External XO Question

I want to upgrade the dbx equalizer that came with my Sanders Speakers.

I need xlr connectors and all analog.






High end "graphic" EQ’s are a tough thing to find today. Most were professional (like the dbx) so they were balanced. Klark Technique was well known graphic EQ manufacturer back in the UK a long time ago, considered a good sounding one. Not neutral. They are still around but no longer UK and I don’t even know if they make EQ’s anymore. Most pros got out of graphics eq’s ages ago, they all ended up being set like smiley curves- which defeated the purpose of them (correcting for room anomalies). Graphics are usually default a glorified tone control without careful measurement and moderation which was always a rarity.

Some room tuners who used measurement kept using EQs, but they used parametric EQ’s that offered much greater control. The only ones that made it to high end land were pro brands like GML or another company (favored by many room tuners) built a passive EQ called White. GML is still around and still seen in many mastering rooms and this would be the only EQ I would ever put in a high end system with a caveat: I’d need a lot of measurement to help me understand what to do with it.

Today most of the work done by EQ is really now living in DSP software, via some program that measures and adjusts EQ parametrically for you based on what a little microphone tells it. DIRAC (or something like that) is common. There is endless debate about the value of such software. I know many who hate it saying changing the direct sound based on reflections is wrong- the direct sound was never the problem. Fix the reflections with acoustics work, not electrical work that applies to everything including what isn’t broken.

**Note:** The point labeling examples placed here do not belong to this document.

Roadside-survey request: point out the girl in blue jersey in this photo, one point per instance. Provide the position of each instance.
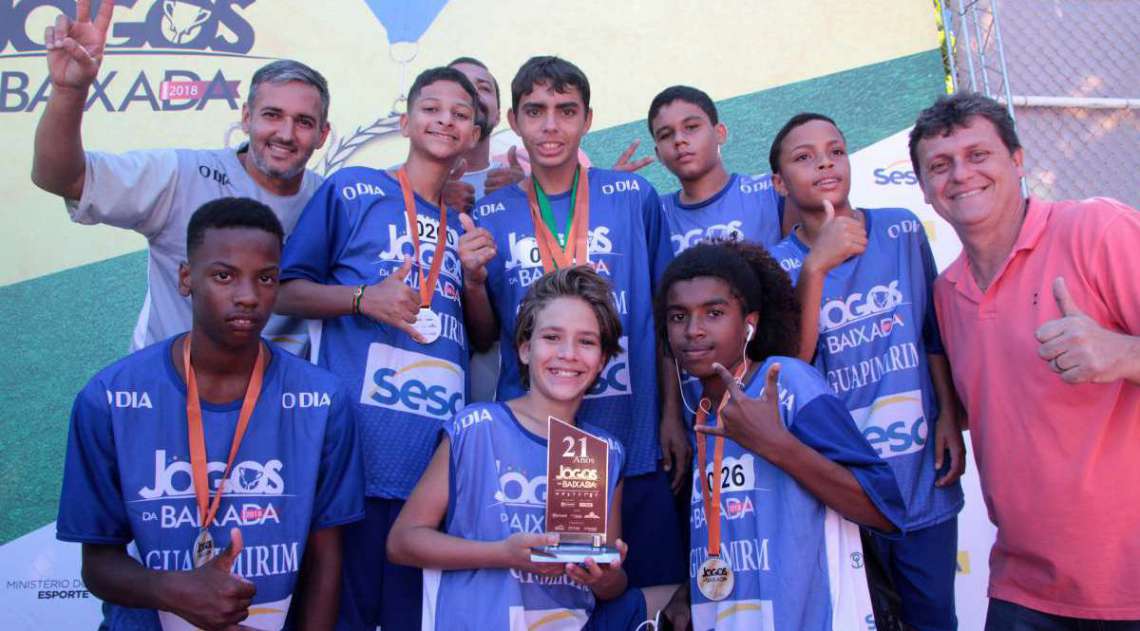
(479, 509)
(780, 461)
(865, 281)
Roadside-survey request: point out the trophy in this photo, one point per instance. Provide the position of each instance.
(577, 496)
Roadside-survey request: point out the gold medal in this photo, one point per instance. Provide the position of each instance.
(428, 325)
(715, 579)
(203, 548)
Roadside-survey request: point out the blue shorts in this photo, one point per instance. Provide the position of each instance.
(922, 564)
(652, 527)
(1010, 616)
(374, 591)
(624, 613)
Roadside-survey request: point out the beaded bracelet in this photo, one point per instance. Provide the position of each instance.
(356, 298)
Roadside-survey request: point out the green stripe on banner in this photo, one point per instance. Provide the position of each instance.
(869, 103)
(58, 329)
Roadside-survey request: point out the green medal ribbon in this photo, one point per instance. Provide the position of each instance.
(544, 205)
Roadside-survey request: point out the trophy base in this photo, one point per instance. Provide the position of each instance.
(575, 552)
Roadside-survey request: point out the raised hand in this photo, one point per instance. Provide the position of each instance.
(754, 424)
(839, 238)
(676, 452)
(507, 175)
(392, 302)
(212, 596)
(947, 439)
(599, 576)
(516, 552)
(477, 248)
(624, 163)
(1077, 347)
(75, 47)
(457, 194)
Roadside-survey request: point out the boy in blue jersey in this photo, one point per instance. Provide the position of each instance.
(159, 452)
(865, 280)
(487, 482)
(374, 256)
(711, 203)
(564, 215)
(779, 457)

Then there are some who use it and say, "oh wow, better" and love it.

There is much being done via software for the next generation of "correction" using the newest technology which goes further than the single measurement point "room correction" (a misnomer because it doesn’t really correct a room, it EQ’s a room+ speaker for a single position). The next generation of DSP will focus on speaker correction and this will offer significant improvements to the speaker and the "speaker in the room" behavior. There are some companies offering solutions in this regard, we have a dealer in Northern California called Acoustic Frontiers that does this type of work.

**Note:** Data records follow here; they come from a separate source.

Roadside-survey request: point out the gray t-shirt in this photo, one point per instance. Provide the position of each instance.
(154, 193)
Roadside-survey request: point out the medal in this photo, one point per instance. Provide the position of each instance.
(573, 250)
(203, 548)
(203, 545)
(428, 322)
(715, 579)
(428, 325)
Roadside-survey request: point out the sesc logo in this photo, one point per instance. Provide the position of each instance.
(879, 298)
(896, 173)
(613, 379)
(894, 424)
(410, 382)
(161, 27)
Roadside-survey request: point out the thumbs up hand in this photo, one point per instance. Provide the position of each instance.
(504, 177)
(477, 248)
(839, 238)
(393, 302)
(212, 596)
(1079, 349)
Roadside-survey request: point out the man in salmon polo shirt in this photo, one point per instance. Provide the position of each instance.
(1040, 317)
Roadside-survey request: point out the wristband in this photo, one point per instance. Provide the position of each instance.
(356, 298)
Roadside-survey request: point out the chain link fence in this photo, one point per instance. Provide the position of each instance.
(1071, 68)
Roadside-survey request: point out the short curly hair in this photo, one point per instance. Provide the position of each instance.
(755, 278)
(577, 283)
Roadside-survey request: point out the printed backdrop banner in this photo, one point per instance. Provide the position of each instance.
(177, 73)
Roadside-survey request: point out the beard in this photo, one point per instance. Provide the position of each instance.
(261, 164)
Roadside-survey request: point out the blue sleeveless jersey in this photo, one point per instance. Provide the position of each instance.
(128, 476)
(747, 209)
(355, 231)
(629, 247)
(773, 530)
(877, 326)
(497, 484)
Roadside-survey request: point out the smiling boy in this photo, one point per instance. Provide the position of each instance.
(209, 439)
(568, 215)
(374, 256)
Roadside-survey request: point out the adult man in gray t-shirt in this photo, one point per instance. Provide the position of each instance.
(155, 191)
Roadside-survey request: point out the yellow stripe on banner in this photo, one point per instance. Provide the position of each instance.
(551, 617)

I just bought a ’better’ DBX equalizer

model 2231, 2 channel, 31 bands (1/3 octave)

there are many absolutely identical copies of it by China makers, dbx were made in Malaysia, I chose EB831EQ via amazon because the units are already in USA, not just quicker, but if a problem, return it to Amazon (probably free return)

DBX Manual Inside the box,

they have a 1231, same 31 bands, but the 2231 is a step up, adds dbx Type 3 Noise Reduction.

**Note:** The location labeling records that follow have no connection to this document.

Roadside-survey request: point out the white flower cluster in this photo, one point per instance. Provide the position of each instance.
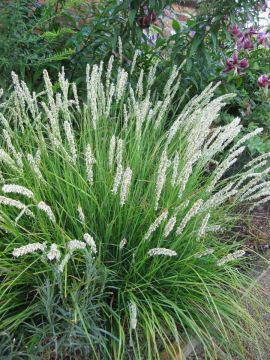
(89, 161)
(29, 249)
(169, 226)
(17, 204)
(203, 226)
(233, 256)
(119, 169)
(125, 185)
(71, 140)
(161, 176)
(161, 251)
(133, 315)
(74, 245)
(17, 189)
(90, 242)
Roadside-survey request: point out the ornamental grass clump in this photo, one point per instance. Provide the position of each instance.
(111, 219)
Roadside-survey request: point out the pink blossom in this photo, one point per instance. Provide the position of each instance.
(264, 81)
(235, 31)
(247, 43)
(264, 39)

Rack size: 1231 is 2U, 2231 is 3U, (5-1/4" high) the extra height needed for added features (probably a taller printed circuit board). It’s surprisingly heavy compared to the Rockville unit I sent back.

An advantage of extra height is the sliders are taller (longer more precise movement). The sliders have center ’0’ detent, of course you can bypass it, use Type III NR or not, ....

I don’t need it for my space, I have a hearing test scheduled, I’m sure at 75 that they will find something. Whether I need/get a hearing aid or not, there is the option of using the equalizer without the hearing aid to ’reverse’ what they find.

Are you looking to upgrade an equalizer or an active crossover (XO)?

Per the Sanders Sound System website they appear to supply a DBX Venue360 DSP unit with their Model 10 electrostatic speaker. You will not be able to find an analog crossover that can do what the Venue360 can do. If you want to upgrade the Venue360 the only options that I am aware of would be one of the XTA DP 400 series models or the Meyer Sound, Galileo Galaxy. Some guys may come along and recommend the Xilica XP platform, but they are no longer in production.